プロ入り前から体重7キロ増 育成2年目・藤野恵音が描く右肩上がりの成長曲線

ソフトバンク・藤野恵音【写真:上杉あずさ】
ソフトバンク・藤野恵音【写真:上杉あずさ】

筑後でのC組スタートに「春も宮崎でやりたかった。余計に悔しかった」

 宮崎への思いを強く抱き、筑後で汗を流している。「できれば宮崎スタートだったら良かったんですけど、筑後でした。でも、場所は関係なく、とにかく必死にやろうと。ここまでいい感じで必死にやれていて、状態もいいと思います。いつ呼ばれてもいい準備は出来ています」。そう語るのは、育成2年目の藤野恵音内野手だ。

 地元福岡県出身で戸畑高から2021年育成ドラフト1巡目で入団し、ルーキーイヤーの昨季は3軍を主戦場に大きく成長した。昨秋のキャンプでは初めて宮崎へ。怪我ですぐに帰福してしまったため、キャンプを過ごせたのは1クールだけだったものの、その時間は充実していた。「筑後と全然空気が違うというか……。だから春も宮崎でやりたかった。余計に悔しかったです」と唇を噛む。

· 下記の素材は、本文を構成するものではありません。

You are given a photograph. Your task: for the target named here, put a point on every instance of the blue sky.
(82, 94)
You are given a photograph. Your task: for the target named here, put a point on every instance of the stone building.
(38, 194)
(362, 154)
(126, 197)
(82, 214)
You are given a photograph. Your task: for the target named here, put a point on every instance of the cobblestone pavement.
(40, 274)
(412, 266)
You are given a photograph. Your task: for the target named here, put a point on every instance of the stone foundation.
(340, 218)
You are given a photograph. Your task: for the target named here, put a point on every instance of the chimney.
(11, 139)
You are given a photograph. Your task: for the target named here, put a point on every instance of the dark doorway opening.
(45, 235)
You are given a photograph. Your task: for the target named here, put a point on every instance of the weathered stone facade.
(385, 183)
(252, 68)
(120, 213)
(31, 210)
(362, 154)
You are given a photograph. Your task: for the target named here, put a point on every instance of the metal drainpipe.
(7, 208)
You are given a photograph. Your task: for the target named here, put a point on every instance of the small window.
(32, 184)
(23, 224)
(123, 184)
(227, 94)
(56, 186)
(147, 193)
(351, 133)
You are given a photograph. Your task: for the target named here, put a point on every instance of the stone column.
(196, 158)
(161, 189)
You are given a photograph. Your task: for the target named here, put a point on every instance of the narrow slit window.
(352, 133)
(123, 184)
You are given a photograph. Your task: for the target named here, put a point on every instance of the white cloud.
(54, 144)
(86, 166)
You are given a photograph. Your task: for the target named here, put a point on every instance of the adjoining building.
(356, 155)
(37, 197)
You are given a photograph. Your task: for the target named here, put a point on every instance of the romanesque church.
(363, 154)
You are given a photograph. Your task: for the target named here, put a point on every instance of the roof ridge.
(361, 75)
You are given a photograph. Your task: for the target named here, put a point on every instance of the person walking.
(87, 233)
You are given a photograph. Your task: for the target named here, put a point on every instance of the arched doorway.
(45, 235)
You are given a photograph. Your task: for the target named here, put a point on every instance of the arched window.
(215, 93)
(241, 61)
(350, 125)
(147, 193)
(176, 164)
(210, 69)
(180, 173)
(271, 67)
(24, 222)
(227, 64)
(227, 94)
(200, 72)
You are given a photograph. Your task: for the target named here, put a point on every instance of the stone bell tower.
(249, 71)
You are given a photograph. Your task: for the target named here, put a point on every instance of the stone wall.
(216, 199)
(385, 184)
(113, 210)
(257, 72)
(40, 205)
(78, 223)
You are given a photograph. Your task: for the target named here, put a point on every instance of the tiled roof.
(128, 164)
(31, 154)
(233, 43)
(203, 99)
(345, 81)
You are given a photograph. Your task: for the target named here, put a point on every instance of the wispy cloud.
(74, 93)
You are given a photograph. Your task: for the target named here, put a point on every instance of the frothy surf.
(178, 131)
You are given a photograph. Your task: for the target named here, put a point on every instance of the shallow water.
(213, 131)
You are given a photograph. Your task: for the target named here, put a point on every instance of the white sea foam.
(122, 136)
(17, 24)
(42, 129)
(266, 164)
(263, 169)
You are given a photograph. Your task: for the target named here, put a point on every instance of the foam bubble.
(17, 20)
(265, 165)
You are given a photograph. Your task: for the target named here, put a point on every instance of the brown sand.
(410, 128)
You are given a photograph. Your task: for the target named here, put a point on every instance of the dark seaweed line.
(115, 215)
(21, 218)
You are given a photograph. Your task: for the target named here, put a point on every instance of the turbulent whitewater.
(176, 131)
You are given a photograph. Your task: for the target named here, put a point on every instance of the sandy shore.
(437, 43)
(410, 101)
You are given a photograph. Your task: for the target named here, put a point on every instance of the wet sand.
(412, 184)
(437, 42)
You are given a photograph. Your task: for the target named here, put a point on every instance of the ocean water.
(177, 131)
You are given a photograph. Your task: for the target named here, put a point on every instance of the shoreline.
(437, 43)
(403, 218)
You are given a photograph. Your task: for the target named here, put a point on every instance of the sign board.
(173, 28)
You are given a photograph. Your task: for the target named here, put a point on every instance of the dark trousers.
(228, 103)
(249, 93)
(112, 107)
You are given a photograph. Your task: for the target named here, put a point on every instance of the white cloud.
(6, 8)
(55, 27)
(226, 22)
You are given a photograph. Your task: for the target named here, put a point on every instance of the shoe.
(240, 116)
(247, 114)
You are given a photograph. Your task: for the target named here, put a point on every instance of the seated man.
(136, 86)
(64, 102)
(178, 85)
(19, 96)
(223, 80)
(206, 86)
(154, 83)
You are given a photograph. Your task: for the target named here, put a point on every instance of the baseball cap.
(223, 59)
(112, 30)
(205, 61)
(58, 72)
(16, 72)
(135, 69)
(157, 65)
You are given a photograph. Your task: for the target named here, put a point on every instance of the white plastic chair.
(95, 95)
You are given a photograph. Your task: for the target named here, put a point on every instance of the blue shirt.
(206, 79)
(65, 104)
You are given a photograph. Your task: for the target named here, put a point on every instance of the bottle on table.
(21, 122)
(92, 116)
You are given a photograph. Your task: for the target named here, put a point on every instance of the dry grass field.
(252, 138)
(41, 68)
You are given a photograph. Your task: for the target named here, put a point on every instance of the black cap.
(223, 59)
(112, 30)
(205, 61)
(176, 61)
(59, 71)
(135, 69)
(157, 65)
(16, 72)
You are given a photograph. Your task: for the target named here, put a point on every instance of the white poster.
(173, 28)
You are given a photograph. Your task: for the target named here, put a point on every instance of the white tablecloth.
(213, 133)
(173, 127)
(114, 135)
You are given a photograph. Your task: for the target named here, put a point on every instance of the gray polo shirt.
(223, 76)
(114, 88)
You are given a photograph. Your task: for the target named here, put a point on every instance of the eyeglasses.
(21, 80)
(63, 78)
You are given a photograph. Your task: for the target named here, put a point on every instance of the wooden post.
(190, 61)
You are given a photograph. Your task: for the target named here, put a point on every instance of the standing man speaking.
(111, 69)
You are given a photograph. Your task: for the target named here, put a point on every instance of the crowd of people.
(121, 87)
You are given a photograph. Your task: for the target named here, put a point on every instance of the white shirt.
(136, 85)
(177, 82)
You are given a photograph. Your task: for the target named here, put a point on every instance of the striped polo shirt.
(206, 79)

 悔しさを抱くスタートだったが、“筑後だからこそ”得られた経験もある。「内野手なので、ルーキーの山下(恭吾)や西尾(歩真)さんと一緒にいることが多いんですけど、僕しか去年を経験していないので、いろいろ聞かれることが多いんです。人に説明することで自分の身にもなるというか、再確認できるというか。これはこれでいい経験になっていると思います」。“後輩”が入ってきたことで新たな気付きが生まれ、自身の成長にも繋げようとしている。

 同じ内野手で大卒ルーキーの西尾とはお互いに俊足が武器ということもあり、ウオーミングアップ中から良い競争意識を持って取り組んでいた。「西尾さんは全然(速くない)と言っているけど、速いので(笑)。西尾さんには負けないように頑張ります」。一足先に宮崎でのB組に昇格した先輩とも、良いライバル関係を築いていた。

「今年は本当に体も大きくなったんで」と話すように、入団時と比べて明らかに体格が変わった。76キロくらいだった体重が今では83キロ前後まで増加。もちろん筋量も増えた。今季は長打への思いも強くする。「狙ったら打てないので、ヒットの延長線上くらいの感じですが、長打も打ちたい」と意欲を見せる。

 大道典良3軍打撃コーチも藤野への期待は大きい。「この1年で身体も大きくなったし、スイングの力強さが出てきた。もともと当てるのが上手いバッターだったけど、今年はインパクトの強さがあって、飛ばす力も付いてきたので、将来的には3割20発くらい打てるバッターになって欲しいですね」と成長著しい若鷹の将来像を思い描く。

 打撃のみならず守備面、走塁面でもスケールアップしていきたい。走塁に関しては「まだ自分の脚の筋力が体重についていけてない気もするので、早くこの体重で走れる筋力を付けたい。そうすれば、もっと馬力がついて、違った走りになるのではと思います」と伸びしろを感じている。身体の成長と技術の進化で、昨季以上に“成長”を感じさせてくれそうだ。